The warden at the Occoquan Workhouse in Virginia was incensed because they dared to picket Woodrow Wilson's White House. He ordered his guards to teach a lesson to the imprisoned suffragists.
By the end of the Night of Terror (Nov 15, 1917)
many of the suffragists were barely alive. Forty prison guards wielding clubs
and their warden's blessing went on a rampage against the 33 women wrongly
convicted of 'obstructing sidewalk traffic.'
They beat Lucy Burns, chained her hands to the cell bars above her head and
left her hanging for the night, bleeding and gasping for air.
They hurled Dora Lewis into a dark cell, smashed her head against an iron bed and knocked her out cold. Her cellmate, Alice Cosu, thought Lewis was dead and suffered a heart attack. Additional affidavits describe the guards grabbing, dragging, beating, choking, slamming, pinching, twisting and kicking the women.
For weeks, the women's only water came from an open pail. Their food--all of it colorless slop--was infested with worms.
When one of the leaders, Alice Paul, embarked on a hunger strike, they tied her to a chair, forced a tube down her throat and poured liquid into her until she vomited. She was tortured like this for weeks until word was smuggled out to the press.HBO's movie 'Iron Jawed Angels (2004) is a graphic depiction of the battle these women waged so that we can could pull the curtain at the polling booth and have our say.

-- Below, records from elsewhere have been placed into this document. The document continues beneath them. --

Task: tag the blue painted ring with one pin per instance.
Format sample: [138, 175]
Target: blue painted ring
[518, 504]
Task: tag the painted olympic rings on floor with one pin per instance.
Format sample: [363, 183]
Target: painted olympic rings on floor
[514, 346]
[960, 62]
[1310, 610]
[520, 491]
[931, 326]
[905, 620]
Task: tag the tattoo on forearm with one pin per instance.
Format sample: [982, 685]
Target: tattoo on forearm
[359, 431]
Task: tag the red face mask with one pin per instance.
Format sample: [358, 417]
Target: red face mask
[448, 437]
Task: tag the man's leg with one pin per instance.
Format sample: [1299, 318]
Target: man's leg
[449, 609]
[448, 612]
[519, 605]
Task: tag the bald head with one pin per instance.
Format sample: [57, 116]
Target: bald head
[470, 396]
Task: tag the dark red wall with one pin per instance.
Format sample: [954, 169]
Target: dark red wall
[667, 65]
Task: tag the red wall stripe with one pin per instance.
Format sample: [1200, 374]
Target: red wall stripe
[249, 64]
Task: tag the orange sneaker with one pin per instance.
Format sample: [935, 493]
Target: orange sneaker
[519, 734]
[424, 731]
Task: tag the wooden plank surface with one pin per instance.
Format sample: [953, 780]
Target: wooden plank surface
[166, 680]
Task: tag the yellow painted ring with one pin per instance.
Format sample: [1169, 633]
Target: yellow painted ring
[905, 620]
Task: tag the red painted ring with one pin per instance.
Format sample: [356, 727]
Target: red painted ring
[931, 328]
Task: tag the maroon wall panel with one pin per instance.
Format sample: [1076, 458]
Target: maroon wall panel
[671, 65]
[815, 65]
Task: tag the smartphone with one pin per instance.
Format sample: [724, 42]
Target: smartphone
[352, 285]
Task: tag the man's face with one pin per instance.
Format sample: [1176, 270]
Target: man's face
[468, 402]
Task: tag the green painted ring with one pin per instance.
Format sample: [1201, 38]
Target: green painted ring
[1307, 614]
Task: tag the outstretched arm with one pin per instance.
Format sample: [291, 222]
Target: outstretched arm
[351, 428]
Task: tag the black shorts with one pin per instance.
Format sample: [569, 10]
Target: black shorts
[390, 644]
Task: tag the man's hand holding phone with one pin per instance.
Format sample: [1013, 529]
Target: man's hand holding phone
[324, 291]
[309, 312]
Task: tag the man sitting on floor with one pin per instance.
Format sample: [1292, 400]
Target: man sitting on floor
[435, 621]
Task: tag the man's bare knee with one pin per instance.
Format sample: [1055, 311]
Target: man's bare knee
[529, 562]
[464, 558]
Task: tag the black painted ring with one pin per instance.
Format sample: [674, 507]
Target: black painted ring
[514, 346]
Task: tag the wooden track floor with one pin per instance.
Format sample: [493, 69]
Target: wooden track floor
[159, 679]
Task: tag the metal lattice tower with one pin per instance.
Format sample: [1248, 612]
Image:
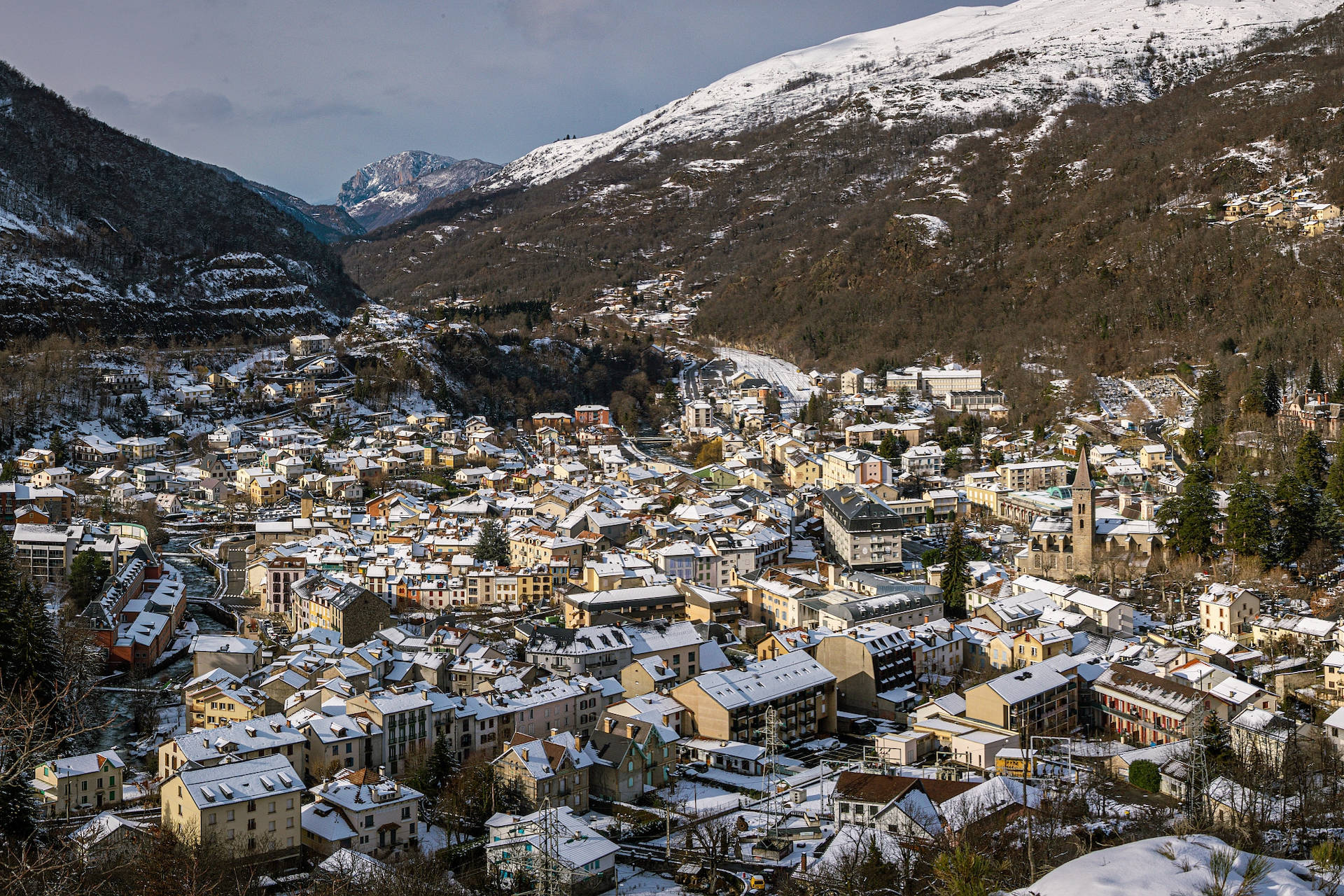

It is jarring to watch Woodrow Wilson and his cronies try to persuade a psychiatrist to declare Alice Paul insane so that she could be permanently institutionalized. And it is inspiring to watch the doctor refuse. Alice Paul was strong, he said, and brave. That didn't make her crazy.
The doctor admonished the men: 'Courage in women is often mistaken for insanity.'
Please, if you are so inclined, pass this on. We need to get out and vote. Especially these days. We need to exercise this right that was fought so hard for by these very courageous women. Whether you vote democratic, republican or independent party - remember to vote.